Muerte del Canciller Ayala, autor del “Libro de la caça de las aves”.
[Y, pues que así andaban por los campos, era necesario que hubiese conocedores en tal arte, que supiesen capturar aves bravas, y las domesticasen y amansasen, y las hiciesen amigas y familiares del hombre.]
Atada con cadenas a una estaca humillante, asfixiada por el humo del caramelo -carbón de barbacoa, paprika, pulpo á feira, rosas a tres euros-, como la pantera de Rilke en el Jardín de las Plantas -sólo a veces se alza mudo el velo de sus pupilas-, el águila rezonga, inquieta y mayestática.

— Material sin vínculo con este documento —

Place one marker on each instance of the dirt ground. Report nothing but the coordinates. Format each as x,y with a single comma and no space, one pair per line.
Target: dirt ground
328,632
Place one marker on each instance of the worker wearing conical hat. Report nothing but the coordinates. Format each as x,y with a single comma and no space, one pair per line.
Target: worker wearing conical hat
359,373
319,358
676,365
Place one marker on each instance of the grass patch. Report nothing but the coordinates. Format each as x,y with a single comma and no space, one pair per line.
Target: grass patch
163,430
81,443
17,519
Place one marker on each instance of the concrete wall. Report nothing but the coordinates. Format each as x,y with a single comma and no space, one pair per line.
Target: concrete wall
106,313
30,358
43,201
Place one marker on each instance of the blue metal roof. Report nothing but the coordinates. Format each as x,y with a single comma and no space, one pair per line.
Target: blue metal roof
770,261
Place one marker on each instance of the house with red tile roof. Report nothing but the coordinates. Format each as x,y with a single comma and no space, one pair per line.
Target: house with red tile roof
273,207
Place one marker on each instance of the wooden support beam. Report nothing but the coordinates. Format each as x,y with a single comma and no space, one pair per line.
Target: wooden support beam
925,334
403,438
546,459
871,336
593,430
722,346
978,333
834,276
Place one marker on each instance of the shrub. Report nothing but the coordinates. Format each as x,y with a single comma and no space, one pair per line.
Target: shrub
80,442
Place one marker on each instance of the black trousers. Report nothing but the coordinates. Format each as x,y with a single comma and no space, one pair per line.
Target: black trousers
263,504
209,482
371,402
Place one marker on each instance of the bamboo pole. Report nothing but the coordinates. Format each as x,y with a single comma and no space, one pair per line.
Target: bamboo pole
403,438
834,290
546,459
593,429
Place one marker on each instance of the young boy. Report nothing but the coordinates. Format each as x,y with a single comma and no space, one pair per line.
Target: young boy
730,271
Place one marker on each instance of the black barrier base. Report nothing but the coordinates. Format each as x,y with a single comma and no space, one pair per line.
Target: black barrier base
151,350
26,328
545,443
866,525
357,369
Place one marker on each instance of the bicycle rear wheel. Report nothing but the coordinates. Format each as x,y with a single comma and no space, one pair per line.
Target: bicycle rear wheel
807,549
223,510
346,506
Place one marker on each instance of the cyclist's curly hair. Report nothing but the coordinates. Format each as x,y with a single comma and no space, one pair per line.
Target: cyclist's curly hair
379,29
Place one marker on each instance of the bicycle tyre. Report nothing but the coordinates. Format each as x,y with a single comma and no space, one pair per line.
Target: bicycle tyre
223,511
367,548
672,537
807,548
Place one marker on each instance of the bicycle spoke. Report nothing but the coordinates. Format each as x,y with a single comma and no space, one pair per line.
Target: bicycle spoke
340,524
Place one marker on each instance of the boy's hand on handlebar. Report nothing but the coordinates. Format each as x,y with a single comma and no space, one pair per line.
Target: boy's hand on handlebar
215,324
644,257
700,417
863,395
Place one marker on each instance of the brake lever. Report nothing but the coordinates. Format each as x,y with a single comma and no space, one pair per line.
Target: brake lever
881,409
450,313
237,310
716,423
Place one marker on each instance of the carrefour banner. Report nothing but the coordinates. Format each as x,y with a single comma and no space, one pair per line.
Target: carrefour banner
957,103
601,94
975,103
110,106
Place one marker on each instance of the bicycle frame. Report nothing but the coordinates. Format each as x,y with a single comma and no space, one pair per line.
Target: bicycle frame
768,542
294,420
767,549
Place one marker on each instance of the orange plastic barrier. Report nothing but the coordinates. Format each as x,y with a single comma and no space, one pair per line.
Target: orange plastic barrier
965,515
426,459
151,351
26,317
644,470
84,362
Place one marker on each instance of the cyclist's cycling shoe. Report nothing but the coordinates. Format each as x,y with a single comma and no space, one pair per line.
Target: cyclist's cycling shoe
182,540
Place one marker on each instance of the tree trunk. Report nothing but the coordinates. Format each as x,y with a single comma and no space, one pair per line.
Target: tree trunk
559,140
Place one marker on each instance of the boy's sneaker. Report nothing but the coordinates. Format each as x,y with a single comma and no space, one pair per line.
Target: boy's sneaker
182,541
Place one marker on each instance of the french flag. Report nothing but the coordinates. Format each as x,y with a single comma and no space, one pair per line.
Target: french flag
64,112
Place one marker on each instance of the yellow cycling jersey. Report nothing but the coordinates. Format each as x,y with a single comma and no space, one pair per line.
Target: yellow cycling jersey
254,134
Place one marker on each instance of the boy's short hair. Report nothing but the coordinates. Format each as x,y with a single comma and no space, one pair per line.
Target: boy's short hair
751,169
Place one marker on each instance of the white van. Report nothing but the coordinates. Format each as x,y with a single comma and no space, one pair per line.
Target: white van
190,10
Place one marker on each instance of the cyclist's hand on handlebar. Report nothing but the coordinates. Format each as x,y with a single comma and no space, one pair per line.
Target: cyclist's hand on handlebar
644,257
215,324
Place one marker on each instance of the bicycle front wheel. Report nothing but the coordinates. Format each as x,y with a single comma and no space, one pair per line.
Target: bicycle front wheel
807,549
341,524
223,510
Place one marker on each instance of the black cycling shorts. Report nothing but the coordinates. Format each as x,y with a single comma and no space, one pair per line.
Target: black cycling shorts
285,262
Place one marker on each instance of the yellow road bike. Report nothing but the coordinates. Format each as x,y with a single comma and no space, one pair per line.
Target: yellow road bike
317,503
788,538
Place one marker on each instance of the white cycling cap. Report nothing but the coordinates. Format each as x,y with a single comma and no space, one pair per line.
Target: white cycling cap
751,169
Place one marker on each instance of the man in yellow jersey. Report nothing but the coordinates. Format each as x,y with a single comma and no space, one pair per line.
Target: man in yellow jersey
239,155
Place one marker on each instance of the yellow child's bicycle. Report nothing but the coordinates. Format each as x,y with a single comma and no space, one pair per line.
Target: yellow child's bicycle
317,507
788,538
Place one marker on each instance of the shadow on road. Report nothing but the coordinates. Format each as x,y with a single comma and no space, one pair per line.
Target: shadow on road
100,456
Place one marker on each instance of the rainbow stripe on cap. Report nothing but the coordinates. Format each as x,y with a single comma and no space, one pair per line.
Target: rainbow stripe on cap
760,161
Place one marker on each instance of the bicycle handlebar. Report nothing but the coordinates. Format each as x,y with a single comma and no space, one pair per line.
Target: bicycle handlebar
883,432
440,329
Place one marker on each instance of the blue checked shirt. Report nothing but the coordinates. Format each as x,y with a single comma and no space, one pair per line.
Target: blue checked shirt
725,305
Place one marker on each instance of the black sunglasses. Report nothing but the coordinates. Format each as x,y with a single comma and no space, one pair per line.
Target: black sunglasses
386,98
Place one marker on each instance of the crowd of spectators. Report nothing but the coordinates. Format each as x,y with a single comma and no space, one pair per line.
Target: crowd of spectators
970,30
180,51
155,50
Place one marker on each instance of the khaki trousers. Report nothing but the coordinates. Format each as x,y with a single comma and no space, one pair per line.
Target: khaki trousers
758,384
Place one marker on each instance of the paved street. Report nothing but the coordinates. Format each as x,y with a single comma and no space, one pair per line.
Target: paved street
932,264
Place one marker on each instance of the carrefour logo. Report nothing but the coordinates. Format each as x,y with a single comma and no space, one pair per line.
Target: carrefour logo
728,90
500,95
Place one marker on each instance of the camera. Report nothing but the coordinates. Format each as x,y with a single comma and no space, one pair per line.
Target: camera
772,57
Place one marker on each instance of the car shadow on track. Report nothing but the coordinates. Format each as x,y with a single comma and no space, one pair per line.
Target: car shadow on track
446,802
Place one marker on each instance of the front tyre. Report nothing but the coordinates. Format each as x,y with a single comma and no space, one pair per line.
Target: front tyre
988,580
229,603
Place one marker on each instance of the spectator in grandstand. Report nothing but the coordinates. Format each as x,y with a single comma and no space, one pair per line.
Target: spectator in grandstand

Pasan niños con globos, saltan flashes, escenas de la vida de domingo, y la mirada altiva, puro ámbar del Báltico pulido, estremece la pax rapaz de las familias numerosas.
De tanto en tanto abre las alas y, de pronto, aparece ante nuestros ojos el mapa del Imperio Romano, el afilado pico que desgarra los galeones del ocaso a Oriente y Occidente, San Juan en Patmos, las garras que sojuzgan las dos caras de Rusia, las blindadas vanguardias del Tercer Reich.
Es Júpiter, desdeña destruirnos, prefiere picar la grava arenosa y las sobras de comida que arrojamos al suelo.
[Y que los tales maestros, para hacer esto, fuesen muy sutiles y muy conocedores de su arte, ya que es bastante sutileza y maravilla que por arte y sabiduría del hombre, un ave tome a otras a las que por su naturaleza nunca cazara, ni en la manera que se la hacen prender.]